The audience sits around a bed surrounded by an absolute mess of clothing and garbage and other items you might find in a bedroom, which also tells the story, I think, of someone who is going through something difficult and may be isolating from the rest of the world. I had assumed Poole would spend most of the play sitting on the bed, but she doesn’t. Director Stephanie MacDonad has her largely moving around the bed- and Kristie is narrating a story that has already happened, she is not acting it out in a present tense, so the bed exists almost like a ghost from another time: as though a younger version of Kristie is on that bed, we just cannot physically see her. The set from the 2014 production is also in an adjacent room, fully set up. We can watch a silent archival of that production on a television screen when we enter or exit the space. 2014 Stephanie MacDonald is very much here too. MacDonald’s choice to have Poole standing so much addressing us directly also plays into that line between how much of this is real and how much of this is fiction. How much of Kristie is Lee-Anne and how much of Lee-Anne is Kristie? How much of this is acting and how much of this is being? We see this in Leigh Ann Vardy’s lighting design as well, how nuanced the difference in the lighting is that signals which part is not a play, and then which part is a play. This mirrors, of course, the phone sex, where Kristie plays the character of Jennifer (or a plethora of other characters, depending on where she falls on a complex spreadsheet), and how many men believe that Jennifer is real, and that everything she says is true, and that their relationship with one another is genuine? Some, for sure, know that it is artifice, but Kristie can’t help it, sometimes aspects that are real bleed through.

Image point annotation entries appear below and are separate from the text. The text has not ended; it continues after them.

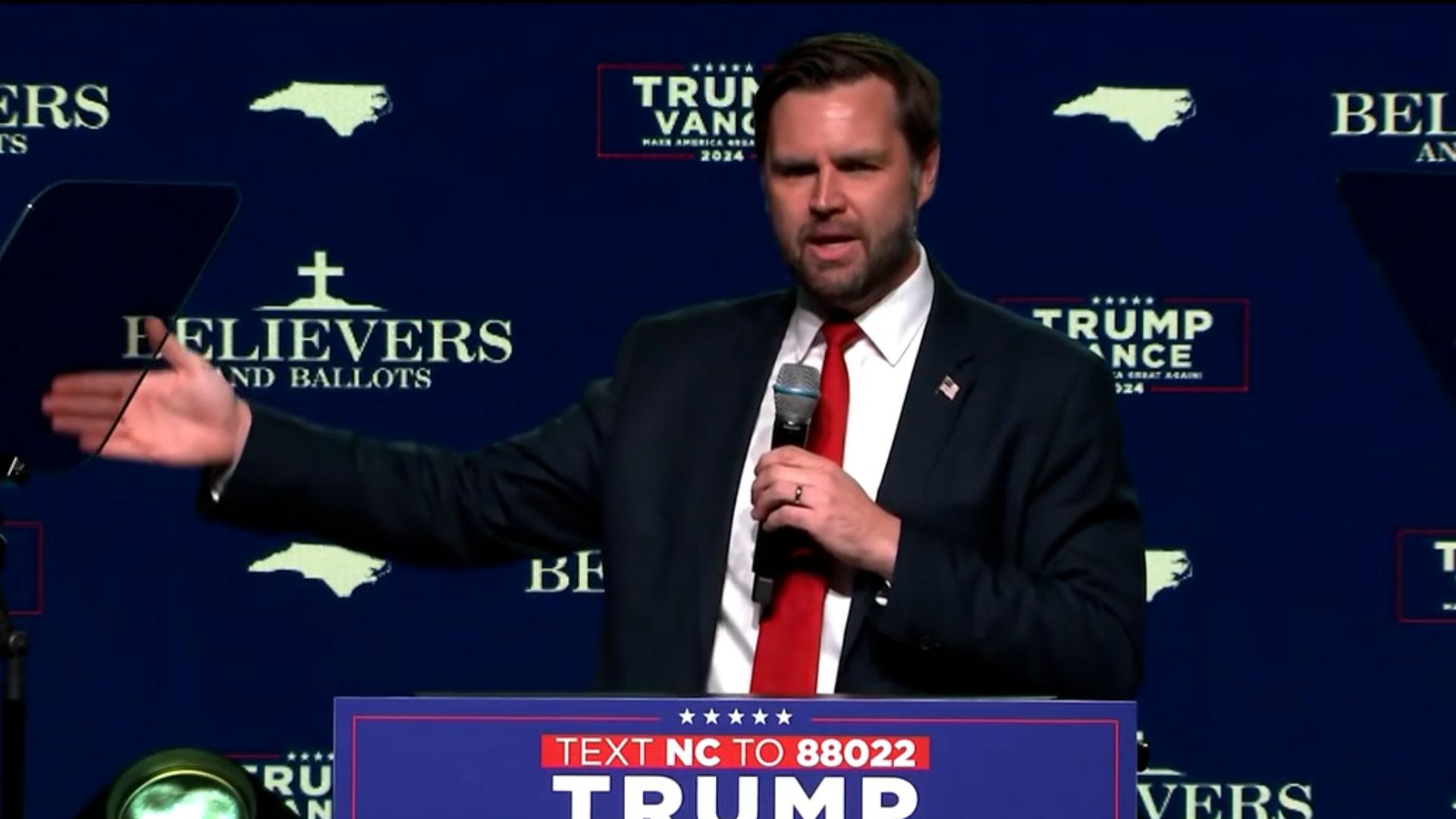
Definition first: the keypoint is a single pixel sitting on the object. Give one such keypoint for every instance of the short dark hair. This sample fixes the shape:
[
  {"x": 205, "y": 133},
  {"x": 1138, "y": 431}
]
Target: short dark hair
[{"x": 833, "y": 58}]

In both cases, this play and in the phone calls, does it ultimately matter whether we know what is objectively the truth and what is part of a story? The idea of policing people’s thoughts, their fantasies, their stories, if they are truly and completely divorced from real-life action, is morally murky territory that I think many people feel uncomfortable even wading into even a little bit. I feel uncomfortable wading into it even a little bit. A fantasy is also both real and not real, in a way. It can be vivid and detailed and evoke real emotions, but it still exists in someone’s own imagination. A play, like a fantasy shared out loud by two people, is a real experience, a tangible memory, but still, largely a collective suspension of disbelief: like communal dreaming.

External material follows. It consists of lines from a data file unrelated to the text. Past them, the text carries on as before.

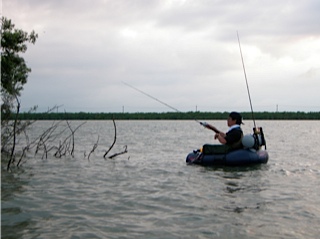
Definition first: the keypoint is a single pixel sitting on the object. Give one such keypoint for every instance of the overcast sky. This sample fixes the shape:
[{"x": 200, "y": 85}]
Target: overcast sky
[{"x": 182, "y": 52}]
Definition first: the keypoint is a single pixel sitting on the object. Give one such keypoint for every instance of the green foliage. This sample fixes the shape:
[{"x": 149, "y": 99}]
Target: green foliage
[
  {"x": 14, "y": 74},
  {"x": 14, "y": 71}
]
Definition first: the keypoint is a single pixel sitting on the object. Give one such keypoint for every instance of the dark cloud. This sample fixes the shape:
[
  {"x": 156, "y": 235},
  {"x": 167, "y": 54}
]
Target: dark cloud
[{"x": 184, "y": 52}]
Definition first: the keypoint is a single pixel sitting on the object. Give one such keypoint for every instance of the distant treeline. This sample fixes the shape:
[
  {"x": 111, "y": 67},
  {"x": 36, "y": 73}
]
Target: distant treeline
[{"x": 169, "y": 116}]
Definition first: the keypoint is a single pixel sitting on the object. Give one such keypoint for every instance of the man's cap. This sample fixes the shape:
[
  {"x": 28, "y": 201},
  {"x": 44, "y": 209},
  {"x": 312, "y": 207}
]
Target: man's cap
[{"x": 236, "y": 116}]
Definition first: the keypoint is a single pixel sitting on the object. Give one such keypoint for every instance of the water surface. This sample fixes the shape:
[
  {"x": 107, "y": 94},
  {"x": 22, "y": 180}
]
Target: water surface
[{"x": 150, "y": 192}]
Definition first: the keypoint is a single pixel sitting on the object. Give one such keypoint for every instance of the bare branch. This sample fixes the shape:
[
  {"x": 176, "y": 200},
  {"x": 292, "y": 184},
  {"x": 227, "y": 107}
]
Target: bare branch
[
  {"x": 94, "y": 148},
  {"x": 114, "y": 140}
]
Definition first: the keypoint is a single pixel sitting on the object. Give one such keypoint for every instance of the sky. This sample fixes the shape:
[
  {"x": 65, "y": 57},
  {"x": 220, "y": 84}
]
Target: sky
[{"x": 185, "y": 53}]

Talk Sexxy is a play about something that actually happened shaped by a playwright into something that could have happened, and then shaped by a playwright, a ‘not not an actor’, and a director, into something that is also about how a play is conceived, and executed, and given to an audience to process in their own way. Laughter is appreciated. And Poole is, I believe, genuinely, truthfully, happy to have you with her on this journey and in this physical space.
Talk Sexxxy closes tonight, January 19th, 2025, at the Saint Mary’s University Art Gallery (5907 Gorsebrook Avenue, Halifax) at 7:30pm. The show is sold out but you can join the Wait List here, if you wish. Tickets are on a sliding scale between $10.00 and $40.00.
The Saint Mary’s University Art Gallery is wheelchair accessible. More accessibility information/options will be emailed to all ticket holders before the show. The full script of the play is included in the show’s programme.